Instead I had to tell her that some people have trouble giving so much of their energy and heart to another and that it's not necessarily a good or bad thing but that Cliffy just didn't have the capability to really commit to being there for the long-term.
Telling her that helped me a little. I feel incompetent in a lot of ways. I should have known she had this defect. In some ways, my inability to get a response from her when I was sick or my back hurt, even in the beginning of our relationship, should have told me that she had to be in the center.
I grew up in a house where the center/centering person was the one who gave the most and held the idea of family - someone who ensured we all worked the mission statement. In hers, apparently, the centered person is the person with male energy within a dichotomous world.

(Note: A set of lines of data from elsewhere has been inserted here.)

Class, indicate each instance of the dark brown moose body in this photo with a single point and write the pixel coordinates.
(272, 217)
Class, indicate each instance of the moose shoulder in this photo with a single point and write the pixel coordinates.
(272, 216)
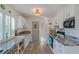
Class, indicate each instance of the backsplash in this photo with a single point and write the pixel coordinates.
(72, 32)
(72, 38)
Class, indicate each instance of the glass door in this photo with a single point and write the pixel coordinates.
(1, 26)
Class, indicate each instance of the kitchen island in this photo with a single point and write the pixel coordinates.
(15, 45)
(67, 45)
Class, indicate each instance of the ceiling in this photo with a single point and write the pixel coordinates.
(48, 10)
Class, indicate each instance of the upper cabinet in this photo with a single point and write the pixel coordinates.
(20, 22)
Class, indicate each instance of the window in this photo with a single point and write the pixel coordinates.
(1, 26)
(9, 26)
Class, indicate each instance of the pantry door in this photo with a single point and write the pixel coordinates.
(35, 31)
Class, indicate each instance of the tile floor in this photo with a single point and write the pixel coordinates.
(37, 48)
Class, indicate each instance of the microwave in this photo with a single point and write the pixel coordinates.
(69, 23)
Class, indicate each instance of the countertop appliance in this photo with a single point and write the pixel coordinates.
(69, 23)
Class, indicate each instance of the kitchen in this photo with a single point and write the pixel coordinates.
(57, 28)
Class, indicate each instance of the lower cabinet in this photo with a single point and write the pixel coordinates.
(16, 49)
(57, 47)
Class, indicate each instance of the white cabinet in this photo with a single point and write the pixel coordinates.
(20, 22)
(27, 40)
(57, 47)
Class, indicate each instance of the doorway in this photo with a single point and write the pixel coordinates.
(35, 32)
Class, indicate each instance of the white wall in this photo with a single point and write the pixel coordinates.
(19, 20)
(43, 27)
(69, 11)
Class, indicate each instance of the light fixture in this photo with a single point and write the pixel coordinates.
(37, 11)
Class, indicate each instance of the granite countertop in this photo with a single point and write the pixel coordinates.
(67, 41)
(8, 44)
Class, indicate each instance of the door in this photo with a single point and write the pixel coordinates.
(35, 31)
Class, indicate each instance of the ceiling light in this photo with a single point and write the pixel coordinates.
(37, 11)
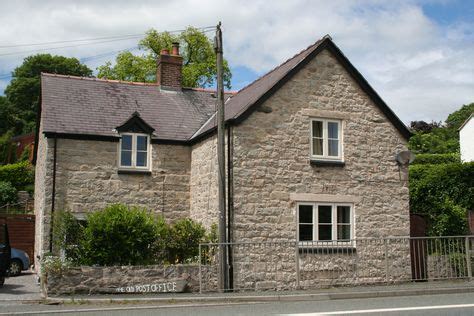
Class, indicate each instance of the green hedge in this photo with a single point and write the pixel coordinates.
(122, 235)
(443, 193)
(19, 174)
(425, 159)
(7, 193)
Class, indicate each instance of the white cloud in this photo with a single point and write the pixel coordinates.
(422, 70)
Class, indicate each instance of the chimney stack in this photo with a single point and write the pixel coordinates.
(168, 74)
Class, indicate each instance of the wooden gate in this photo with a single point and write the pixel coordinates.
(21, 228)
(418, 249)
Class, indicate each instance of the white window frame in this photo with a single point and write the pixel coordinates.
(134, 153)
(334, 223)
(325, 155)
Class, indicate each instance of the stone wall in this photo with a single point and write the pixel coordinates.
(126, 280)
(272, 158)
(273, 171)
(203, 182)
(87, 179)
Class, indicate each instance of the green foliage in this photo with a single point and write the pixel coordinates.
(438, 141)
(443, 193)
(184, 239)
(7, 193)
(457, 118)
(20, 174)
(199, 61)
(424, 159)
(119, 235)
(432, 138)
(6, 147)
(23, 92)
(67, 235)
(54, 266)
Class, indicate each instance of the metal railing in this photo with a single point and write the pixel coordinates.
(22, 207)
(286, 265)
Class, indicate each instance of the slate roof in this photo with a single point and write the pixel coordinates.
(88, 106)
(240, 105)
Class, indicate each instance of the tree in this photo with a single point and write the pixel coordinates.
(199, 62)
(23, 91)
(433, 138)
(457, 118)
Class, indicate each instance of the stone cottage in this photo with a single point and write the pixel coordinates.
(310, 150)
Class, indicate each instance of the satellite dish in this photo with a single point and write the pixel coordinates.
(405, 157)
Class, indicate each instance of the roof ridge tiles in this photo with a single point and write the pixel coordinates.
(98, 79)
(283, 63)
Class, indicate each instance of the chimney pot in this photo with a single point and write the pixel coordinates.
(175, 49)
(169, 74)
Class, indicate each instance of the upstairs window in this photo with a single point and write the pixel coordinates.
(325, 222)
(326, 139)
(134, 151)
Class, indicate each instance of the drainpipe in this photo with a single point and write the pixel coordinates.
(230, 201)
(53, 195)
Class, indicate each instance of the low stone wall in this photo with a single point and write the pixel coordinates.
(126, 279)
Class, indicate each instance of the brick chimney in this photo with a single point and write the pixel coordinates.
(168, 74)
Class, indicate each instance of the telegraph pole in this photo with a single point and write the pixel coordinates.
(223, 280)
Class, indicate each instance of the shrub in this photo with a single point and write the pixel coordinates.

Cliffy talked about wanting true equality in her relationship but I think she freaked when I didn't take the lead in the way we worked our lives. I left a lot up to her in the mental sphere and let her have her masculine role. I actively did not make choices which would have her be someplace she didn't want to be or doing something she didn't want to do. I deferred, not from some butch/femme mystique, but because I like to work the quiet and detail-oriented aspects of a relationship.
Cliffy's changed me. Inside me, I had again put aside the potential/the vision/the full expression of my capabilities because she could sleep for hours on end, then get up and watch tv, already knowing dinner would be ready. Because she didn't like her job most days but wouldn't look for another. Because she would never leave this town.
I don't want to be held down.
When Cliffy and I got together, we talked about supporting each other. She even suggested that, if my writing had me going somewhere else in the country, she could be supportive and be a parent to Tigrette. She even called her "my daughter" to her co-workers and told me that Tigrette was acting more and more like her. Inside, however, there was always this delay in me - that she might leave or, on a daily basis, that she might feel too sick or achy to give attention to Tigrette. She might choose tv over my child. As a mother, I rarely am able to choose anything over my child, no matter how achy or sick or flustered.
On New Year's Eve, Tigrette and I sat on the patio and watched some fireworks. As it got cold, we came in for hot chocolate and we talked as she sat on my lap. That was the first time in a long time that I've felt calm. Despite Cliffy's quiet demeanor, she always carried this look on her face, like she might run.
How do you explain that to a child? How do you explain fifty years of behavior that makes you loved by many but loving few?